Come in quello si trovano elementi ricorrenti: la fisicità e realtà carnale dei corpi (che danno la vita e marciscono allo stesso tempo) contrapposti a tutto ciò che è invece etereo e spirituale; il cibo ed il suo rapporto fisico e mentale col corpo; un cromatismo zeppo di verdi e di rossi.


Vi sono talmente tanti simboli poi che trovo ridicolo anche solo pensare di poter snobbare con un sei marcio un film del genere non trovandoci nulla di che; abbiate il coraggio semplicemente di ammettere che un regista simile, un vero regista di quelli coi contro******** ed una cultura mostruosa, se vuole possa rendere la visione di un film difficile, ma la sua comprensione praticamente impossibile.
E se una cosa simile non vi passa nemmeno per l'anticamera del cervello, beh cicci rendetevi conto di essere piccoli pesci in un oceano enorme.
Se (Greenaway) non se ne fosse uscito tempo fa ammettendo che "Il cuoco il ladro la moglie e l'amante" fosse un'opera profondamente politica, avrei sfidato chiunque a vederci un dipinto macabro della politica tatcheriana. Mi vien da ridere e da piangere a pensare che qualcuno possa sentirsi talmente sveglio da aver bollato magari anche un film come quello come qualcosa di insensato e vuoto, un film in realtà complessissimo e registicamente ineccepibile per cui il regista è arrivato a dire che il titolo dovesse esser scritto senza virgole.

E quì siamo alle solite, la storia, per quel poco che conosco di Greenaway, sembra sempre la stessa: film lenti e monotoni, anche piuttosto noiosi ma dove si deve dare atto di un utilizzo della MdP perfetto, unito alla perfezione dell'intera composizione scenica, musica inclusa.

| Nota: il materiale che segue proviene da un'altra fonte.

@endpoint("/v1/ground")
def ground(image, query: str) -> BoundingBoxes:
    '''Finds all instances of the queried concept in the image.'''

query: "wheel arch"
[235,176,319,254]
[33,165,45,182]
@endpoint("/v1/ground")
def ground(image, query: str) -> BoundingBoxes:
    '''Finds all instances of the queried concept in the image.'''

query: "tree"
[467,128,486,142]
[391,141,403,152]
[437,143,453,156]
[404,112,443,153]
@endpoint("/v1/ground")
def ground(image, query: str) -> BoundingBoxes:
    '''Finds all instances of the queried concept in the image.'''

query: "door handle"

E dietro a questa perfezione formale risiedono concetti e pensieri anche importanti e meritevoli a volerci fare attenzione, un'emotività nascosta e poco accessibile perché difficilmente empatica. Sia perché è difficile per lo spettatore immedesimarsi in quell'alta borghesia colta e raffinata (che deve comunque sempre avere a che fare con il livello abbietto della corporalità) spesso centrale nella poetica di Greenaway, sia perché volutamente (anche in quel modo) nascosta, filtrata per non apparire ad uno semplice sguardo spettatoriale: come ad attestare l'impossibilità per la MdP di esplorare gli anfratti dell'animo umano, il suo "ventre", che perennemente nascosto anche se continuamente esposto esternamente, imperscrutabile alla vista anche di colui a cui appartiene (e infatti Kracklite non conoscerà mai fino alla fine il suo male pur essendoselo immaginato, anzi pur avendolo praticamente creato con una sorta di autosuggestione; come non si accorgerà mai da solo di suo figlio che nasce nel ventre di sua moglie).

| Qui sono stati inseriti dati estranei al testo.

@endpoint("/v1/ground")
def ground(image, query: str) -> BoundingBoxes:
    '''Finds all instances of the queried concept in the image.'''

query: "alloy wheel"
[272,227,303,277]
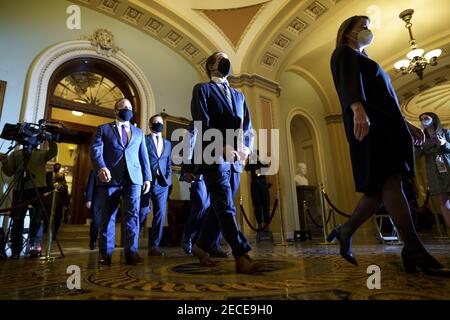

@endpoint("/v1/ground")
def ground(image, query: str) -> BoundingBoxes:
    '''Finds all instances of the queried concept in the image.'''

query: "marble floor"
[0,226,450,300]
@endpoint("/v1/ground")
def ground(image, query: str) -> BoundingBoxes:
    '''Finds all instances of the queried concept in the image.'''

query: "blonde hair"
[336,16,370,55]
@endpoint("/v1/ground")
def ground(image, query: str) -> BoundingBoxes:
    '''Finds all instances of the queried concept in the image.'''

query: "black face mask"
[118,109,133,121]
[217,58,231,77]
[151,122,164,133]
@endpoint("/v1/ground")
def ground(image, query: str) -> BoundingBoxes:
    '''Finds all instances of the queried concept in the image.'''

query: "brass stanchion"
[275,175,294,247]
[319,183,334,245]
[41,183,64,261]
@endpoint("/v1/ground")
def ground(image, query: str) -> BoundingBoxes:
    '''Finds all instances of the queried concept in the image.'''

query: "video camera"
[0,119,62,149]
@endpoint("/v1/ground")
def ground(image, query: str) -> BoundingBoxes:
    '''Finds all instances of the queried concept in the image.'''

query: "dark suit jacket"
[191,81,254,172]
[145,134,172,187]
[91,122,152,186]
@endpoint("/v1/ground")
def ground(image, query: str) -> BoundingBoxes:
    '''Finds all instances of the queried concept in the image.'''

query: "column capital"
[325,113,344,124]
[228,73,281,97]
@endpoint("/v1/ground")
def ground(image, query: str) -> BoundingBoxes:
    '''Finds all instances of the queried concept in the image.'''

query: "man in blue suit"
[91,98,152,265]
[180,127,228,258]
[140,114,172,256]
[191,52,258,274]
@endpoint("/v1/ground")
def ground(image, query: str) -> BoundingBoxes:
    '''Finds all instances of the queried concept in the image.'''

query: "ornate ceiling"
[73,0,450,118]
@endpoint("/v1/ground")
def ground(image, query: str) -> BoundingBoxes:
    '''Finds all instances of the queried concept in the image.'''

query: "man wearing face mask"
[91,98,152,265]
[140,114,172,256]
[191,52,258,274]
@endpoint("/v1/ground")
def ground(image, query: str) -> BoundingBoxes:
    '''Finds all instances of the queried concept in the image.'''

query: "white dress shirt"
[116,119,131,143]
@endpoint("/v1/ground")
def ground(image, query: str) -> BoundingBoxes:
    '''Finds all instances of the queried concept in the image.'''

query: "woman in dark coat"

Penso che da questo punto di vista, il dialogo (meglio il monologo) da ubriaco tra i tavoli del ristorante iniziale sia emblematico e centrale per comprendere almeno un po' questa concezione. Come se, secondo saggezza antica, le parole dette da ebbro siano sempre sincere e portatrici di verità.
Viene detto che tutti noi, anche se stranieri, abbiamo una pancia ("scusate dovevo dire addome") simile, riempita con una dieta simile, viene poi urlato e confessato (nell'indifferenza generale e nello sconcerto snob delle donne in primo piano a tavola) di avere il cancro, e il monologo si conclude con l'affermazione "anche Gesù Cristo sarebbe morto di cancro all'addome, se voialtri non l'aveste crocifisso prima!" .
Il "voialtri" può significare l'umanità tutta (quella di cui si parla nella recensione, sorda all'arte e sfruttatrice del lavoro dell'architetto per motivi di lucro), come può riferirsi ai romani in particolare (Pilato, esecutori delle leggi romane sotto il regno di Augusto).

Penso che Greenaway sia un po' come quelle opere di Boullée, possono ricordare l'inferno o il paradiso; io personalmente preferisco di gran lunga altro (e quì torna per la 200° volta la citazione di Wim wenders su Ozu), ma devo ammettere che il suo cinema mi incute un fascino e soprattutto un timore e rispetto assoluti; per cui mi ritrovo mio malgrado a dare il massimo dei voti e a considerare un capolavoro qualcosa che, a pelle, nemmeno mi piacerebbe. Ma non c'è scritto da nessuna parte che l'arte debba piacere, e soprattutto che debba essere accessibile e immediata (e quì mi torna in mente per la seconda volta Stronheim, e la visione che debba essere un martirio tramite cui filtrare gli spettatori più degni).